Here’s my Flipped column on Kaoru Mori’s Emma, originally published at The Comics Reporter on April 3, 2008. It was written before the conclusion of the main narrative, so I’ll follow up later in the week with a proper review of the final volume, but I thought I’d pull it out for this second round of the Manga Moveable Feast. For a running roster of contributions, please visit Rocket Bomber.
Anyone who follows comic link aggregators has seen pieces on the “maid cafe,” a Japanese phenomenon featuring waitresses dressed up in domestic finery who provide assiduous service to patrons who like that sort of thing. At least partly responsible for the enduring popularity of these venues is Kaoru Mori, a gifted manga creator and dedicated Anglophile. Both of these qualities are on handsome display in Emma, a seven-volume manga series published in English by CMX, DC’s manga imprint.
Devotees of public television should feel right at home with the Upstairs, Downstairs romance that unfolds. William Jones, the son of upper-class English merchants, is instantly smitten with the title character, who is working as a maid for William’s former governess. Love at first sight is difficult to portray persuasively, and Mori doesn’t entirely succeed, but there’s certainly something about Emma that inspires intrigue and sympathy. Characters refer to her beauty, though her charms seem more driven by personality than physicality.
The first to be drawn to Emma is Kelly Stownar, the retired governess, who rescues the child from a life of poverty. Over the years that follow, Kelly teaches Emma the ins and outs of a life in service, and she also teaches Emma to read. Their relationship blurs, blending elements of mistress and servant with parent and child, and it’s evident that Kelly wants better for her intelligent, devoted ward. (Part of this probably stems from independent, educated Kelly’s bemused disdain for social order.)
Whether rigid class structures will allow that kind of advancement is Emma‘s principle interest. Beyond William and Emma’s fraught, tentative romance, relative status informs everything. William’s stern father is keenly aware of his stance in the societal pecking order; he has money but not the certainty of a title. His fragile mother learned the difference between country elegance and city society to her sorrow. Old money sneers at new, city servants condescend to their rural counterparts, and foreigners view the whole morass with bemused contempt.
One of the marvels of Mori’s work is that she manages to convey this without lapsing into anything resembling a social studies lesson. Her finest moments are silent and subdued, as when Emma allows herself a bashful smile as examines a gift from her suitor. At the same time, she can deliver the kind of gossipy banter that feels authentic. The complex class conflicts emerge in the below-stairs chatter among servants and pointed observations of the wealthy.

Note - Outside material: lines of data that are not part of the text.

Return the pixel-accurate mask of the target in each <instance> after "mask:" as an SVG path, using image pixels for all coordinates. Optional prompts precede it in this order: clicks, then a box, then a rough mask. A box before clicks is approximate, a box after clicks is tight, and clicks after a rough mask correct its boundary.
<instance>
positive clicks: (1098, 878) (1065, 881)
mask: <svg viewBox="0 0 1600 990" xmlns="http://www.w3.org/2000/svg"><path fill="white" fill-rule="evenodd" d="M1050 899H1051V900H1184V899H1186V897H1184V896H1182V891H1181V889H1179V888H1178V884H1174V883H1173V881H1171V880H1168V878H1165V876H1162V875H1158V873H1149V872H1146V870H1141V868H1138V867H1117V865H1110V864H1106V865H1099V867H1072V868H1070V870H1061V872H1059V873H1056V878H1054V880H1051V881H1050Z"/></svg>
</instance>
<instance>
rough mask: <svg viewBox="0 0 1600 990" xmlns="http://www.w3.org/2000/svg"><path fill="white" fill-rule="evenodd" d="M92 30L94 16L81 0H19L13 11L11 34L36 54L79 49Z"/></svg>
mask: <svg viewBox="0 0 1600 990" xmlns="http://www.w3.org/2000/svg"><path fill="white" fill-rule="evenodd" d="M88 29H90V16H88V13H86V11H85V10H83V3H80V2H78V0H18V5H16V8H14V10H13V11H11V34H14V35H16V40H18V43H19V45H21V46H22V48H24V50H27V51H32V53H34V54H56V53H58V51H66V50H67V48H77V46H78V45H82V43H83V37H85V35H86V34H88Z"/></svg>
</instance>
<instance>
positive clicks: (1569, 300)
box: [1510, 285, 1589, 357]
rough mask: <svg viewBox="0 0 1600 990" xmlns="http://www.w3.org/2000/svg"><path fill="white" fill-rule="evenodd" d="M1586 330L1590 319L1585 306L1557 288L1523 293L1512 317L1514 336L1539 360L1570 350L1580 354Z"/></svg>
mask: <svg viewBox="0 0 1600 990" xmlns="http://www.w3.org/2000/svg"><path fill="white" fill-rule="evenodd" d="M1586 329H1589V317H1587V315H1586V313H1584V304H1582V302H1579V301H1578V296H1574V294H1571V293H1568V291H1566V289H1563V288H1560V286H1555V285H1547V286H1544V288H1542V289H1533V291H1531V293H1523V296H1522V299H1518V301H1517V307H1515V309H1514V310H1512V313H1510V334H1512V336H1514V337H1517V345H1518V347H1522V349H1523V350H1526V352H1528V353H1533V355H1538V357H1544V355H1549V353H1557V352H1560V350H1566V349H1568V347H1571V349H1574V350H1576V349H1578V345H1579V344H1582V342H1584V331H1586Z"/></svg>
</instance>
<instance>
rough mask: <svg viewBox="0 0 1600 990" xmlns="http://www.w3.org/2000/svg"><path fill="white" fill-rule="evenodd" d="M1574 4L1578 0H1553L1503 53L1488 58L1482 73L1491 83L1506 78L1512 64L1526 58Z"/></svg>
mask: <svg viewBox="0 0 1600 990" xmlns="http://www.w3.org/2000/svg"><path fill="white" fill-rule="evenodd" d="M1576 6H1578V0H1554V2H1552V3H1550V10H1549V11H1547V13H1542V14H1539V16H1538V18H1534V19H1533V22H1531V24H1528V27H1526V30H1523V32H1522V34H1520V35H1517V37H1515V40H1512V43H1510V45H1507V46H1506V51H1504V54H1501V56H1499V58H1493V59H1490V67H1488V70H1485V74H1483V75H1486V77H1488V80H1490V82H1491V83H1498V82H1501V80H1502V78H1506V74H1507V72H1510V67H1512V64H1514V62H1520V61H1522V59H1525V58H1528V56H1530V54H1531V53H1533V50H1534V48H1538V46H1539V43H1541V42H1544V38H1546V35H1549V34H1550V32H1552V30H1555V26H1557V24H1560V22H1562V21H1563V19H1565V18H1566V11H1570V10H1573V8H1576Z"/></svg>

Mori has been cited for the meticulous research she conducted as a part of the manga’s creation, and the results show. The settings are rendered with lush attention to detail, and so are the mundane activities of the servants. Readers get an organic sense of the amount of work it was to maintain a household and the carefully managed division of labor that made it possible. The untroubled ease of the gentry becomes more decadent as a result, so it’s smart of Mori to give the servants pride in their accomplishments and the leisure to talk trash about their employers.
Looking back on what I’ve written so far, I may have given the false impression that Emma is a humorless affair, and it isn’t. It’s true that Emma and William’s arc is incremental and restrained, but Mori can go over the top hen the mood strikes. Beyond the barbed wit of many of the exchanges, there’s a fair sprinkling of comic supporting characters. None of them can quite compete with William’s childhood friend Hakim, a wealthy Indian who travels with an entourage straight out of a Bollywood musical. And any lingering doubts about Mori’s sense of humor are demolished by her autobiographical afterwords, where she elaborates on her creative process and personal passions with hilarious abandon.
Ultimately, the effect of Emma is one of feverish romanticism under a leisurely, measured facade. The effect is conveyed more through Mori’s passion for the period and setting she’s evoking than the specific interplay of characters and their fates. But if Mori’s love for the dramatized nuances of a different period is more engrossing than a rich boy’s love for a maid, Mori’s love is more than enough to result in a richly entertaining comic.